España acababa de ganar la final del Mundial de Fútbol de Sudáfrica de 2010 y en el Bar Stadium de Pamplona, un local frecuentado por agentes de varios cuerpos policiales, estaba celebrándolo Koldo García, que entonces era escolta de un concejal navarro, cuando entraron una chica y su novio de 16 años. Venían de un concierto en la Plaza de los Fueros, en plenos sanfermines, y ella quería pasar al baño. Mientras, su novio se acercó a la barra a pedir algo. Muchos clientes llevaban la camiseta de la selección española. Un policía de paisano reprochó al chaval, que llevaba una camiseta en la que se leía “Independentzia”, que hubiera entrado al bar, le dijo que “se largara”, lo agarró del brazo, lo sacó a empujones y, una vez fuera, le golpeó. “Lejos de poner fin al incidente”, según una sentencia de 2011 de un juzgado de Pamplona, Koldo García, de gran corpulencia y 40 años, intervino para llevarse con “fuerza” al chaval de los brazos hasta el Bar Sol, “donde le agarró del cuello y le propinó varios golpes” más.

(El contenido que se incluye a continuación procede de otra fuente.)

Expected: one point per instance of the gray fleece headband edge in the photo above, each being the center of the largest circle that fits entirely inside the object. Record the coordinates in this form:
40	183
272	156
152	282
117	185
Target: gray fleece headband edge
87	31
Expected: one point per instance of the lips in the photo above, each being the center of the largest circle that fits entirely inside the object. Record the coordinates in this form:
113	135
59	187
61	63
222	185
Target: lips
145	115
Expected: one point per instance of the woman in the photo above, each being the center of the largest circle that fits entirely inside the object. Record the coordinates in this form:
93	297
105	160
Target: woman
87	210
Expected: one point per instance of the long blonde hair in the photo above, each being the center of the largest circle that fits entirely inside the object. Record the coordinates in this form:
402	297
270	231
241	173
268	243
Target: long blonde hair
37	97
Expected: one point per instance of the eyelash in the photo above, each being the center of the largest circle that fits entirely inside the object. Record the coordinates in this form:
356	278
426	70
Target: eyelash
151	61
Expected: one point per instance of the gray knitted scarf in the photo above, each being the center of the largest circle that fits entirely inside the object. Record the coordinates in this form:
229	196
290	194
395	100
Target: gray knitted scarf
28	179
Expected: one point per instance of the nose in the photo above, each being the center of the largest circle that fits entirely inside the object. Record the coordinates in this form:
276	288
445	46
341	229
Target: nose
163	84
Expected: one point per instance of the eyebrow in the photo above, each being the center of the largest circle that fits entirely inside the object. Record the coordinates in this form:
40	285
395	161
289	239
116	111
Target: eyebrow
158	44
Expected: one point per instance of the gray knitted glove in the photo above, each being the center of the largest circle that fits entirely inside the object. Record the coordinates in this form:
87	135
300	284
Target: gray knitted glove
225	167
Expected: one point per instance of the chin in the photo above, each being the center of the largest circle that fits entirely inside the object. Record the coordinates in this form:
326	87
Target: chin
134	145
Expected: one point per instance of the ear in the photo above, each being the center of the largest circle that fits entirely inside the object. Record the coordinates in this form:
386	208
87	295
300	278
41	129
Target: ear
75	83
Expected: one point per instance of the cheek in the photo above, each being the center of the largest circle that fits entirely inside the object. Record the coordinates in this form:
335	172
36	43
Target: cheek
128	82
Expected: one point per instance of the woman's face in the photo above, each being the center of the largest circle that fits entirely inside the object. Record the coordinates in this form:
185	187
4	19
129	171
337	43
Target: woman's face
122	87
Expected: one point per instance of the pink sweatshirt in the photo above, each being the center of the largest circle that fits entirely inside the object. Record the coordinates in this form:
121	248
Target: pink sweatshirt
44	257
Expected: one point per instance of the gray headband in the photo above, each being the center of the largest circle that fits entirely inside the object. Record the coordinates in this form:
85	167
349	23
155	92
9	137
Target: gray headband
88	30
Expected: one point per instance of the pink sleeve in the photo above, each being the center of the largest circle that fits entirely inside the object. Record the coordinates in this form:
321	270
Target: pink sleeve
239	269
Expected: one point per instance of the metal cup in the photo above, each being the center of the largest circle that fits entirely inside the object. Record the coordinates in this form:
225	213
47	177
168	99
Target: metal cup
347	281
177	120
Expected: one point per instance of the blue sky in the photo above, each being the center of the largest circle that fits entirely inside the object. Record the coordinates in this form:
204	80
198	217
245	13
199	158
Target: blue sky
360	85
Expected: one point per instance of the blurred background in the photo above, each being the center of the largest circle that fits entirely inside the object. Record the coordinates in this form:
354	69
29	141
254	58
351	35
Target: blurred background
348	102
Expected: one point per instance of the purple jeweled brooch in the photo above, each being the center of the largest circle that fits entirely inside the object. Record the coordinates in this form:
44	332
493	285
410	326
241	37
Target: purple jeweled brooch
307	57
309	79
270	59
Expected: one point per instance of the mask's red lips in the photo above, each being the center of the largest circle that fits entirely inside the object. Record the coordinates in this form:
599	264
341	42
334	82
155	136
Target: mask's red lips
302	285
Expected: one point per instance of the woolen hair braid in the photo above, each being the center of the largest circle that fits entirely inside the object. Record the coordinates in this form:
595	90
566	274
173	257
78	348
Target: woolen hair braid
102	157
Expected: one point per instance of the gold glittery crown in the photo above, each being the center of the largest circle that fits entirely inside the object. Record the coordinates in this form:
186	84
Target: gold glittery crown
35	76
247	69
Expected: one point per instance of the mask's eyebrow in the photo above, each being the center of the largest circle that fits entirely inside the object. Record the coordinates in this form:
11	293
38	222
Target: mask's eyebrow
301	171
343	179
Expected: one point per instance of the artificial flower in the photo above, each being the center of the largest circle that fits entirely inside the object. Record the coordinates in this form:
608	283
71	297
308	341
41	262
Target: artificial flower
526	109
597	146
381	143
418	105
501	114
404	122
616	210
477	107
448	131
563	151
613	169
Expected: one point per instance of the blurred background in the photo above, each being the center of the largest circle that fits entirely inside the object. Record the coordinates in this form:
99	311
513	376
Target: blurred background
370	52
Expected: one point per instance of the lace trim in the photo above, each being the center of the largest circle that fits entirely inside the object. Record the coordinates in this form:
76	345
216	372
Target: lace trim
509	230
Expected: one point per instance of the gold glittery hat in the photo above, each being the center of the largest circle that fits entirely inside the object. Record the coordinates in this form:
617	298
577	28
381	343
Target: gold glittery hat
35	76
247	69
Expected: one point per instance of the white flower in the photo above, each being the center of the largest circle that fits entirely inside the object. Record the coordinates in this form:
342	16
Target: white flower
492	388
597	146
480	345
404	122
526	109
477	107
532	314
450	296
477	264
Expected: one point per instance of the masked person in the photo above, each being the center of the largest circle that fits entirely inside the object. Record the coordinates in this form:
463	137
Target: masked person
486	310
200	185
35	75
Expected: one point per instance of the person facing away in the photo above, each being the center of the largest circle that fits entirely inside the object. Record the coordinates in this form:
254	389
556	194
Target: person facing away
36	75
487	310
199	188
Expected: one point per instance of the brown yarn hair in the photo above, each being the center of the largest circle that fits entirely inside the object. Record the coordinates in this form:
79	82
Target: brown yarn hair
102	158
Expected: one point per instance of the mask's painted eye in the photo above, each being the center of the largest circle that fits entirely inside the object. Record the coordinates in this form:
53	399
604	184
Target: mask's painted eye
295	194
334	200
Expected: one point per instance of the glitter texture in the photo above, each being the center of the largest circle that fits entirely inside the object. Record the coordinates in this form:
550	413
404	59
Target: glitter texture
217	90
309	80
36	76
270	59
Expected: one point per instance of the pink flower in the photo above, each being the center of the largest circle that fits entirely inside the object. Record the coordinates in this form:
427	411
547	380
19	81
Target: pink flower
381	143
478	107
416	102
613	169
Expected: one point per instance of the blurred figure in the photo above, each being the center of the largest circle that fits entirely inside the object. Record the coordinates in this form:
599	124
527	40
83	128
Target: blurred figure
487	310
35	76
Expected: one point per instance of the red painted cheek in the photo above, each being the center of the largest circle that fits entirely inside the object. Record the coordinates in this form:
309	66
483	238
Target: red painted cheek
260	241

Tanto el policía como Koldo resultaron condenados por un delito de lesiones a 900 euros de multa. Era su tercera condena, después de que lo hubieran pillado robando en el Decathlon y de haber apalizado a un ecologista en una obra donde trabajaba como guarda de seguridad. Aun así, su ascenso desde los suburbios de la política arrancó apenas diez días después de esa tercera condena, en junio de 2011, como concejal socialista en un municipio del extrarradio de Pamplona de mayoría abertzale, y lo condujo hasta el Ministerio de Transportes de José Luis Ábalos −y con él cayó en 2021−.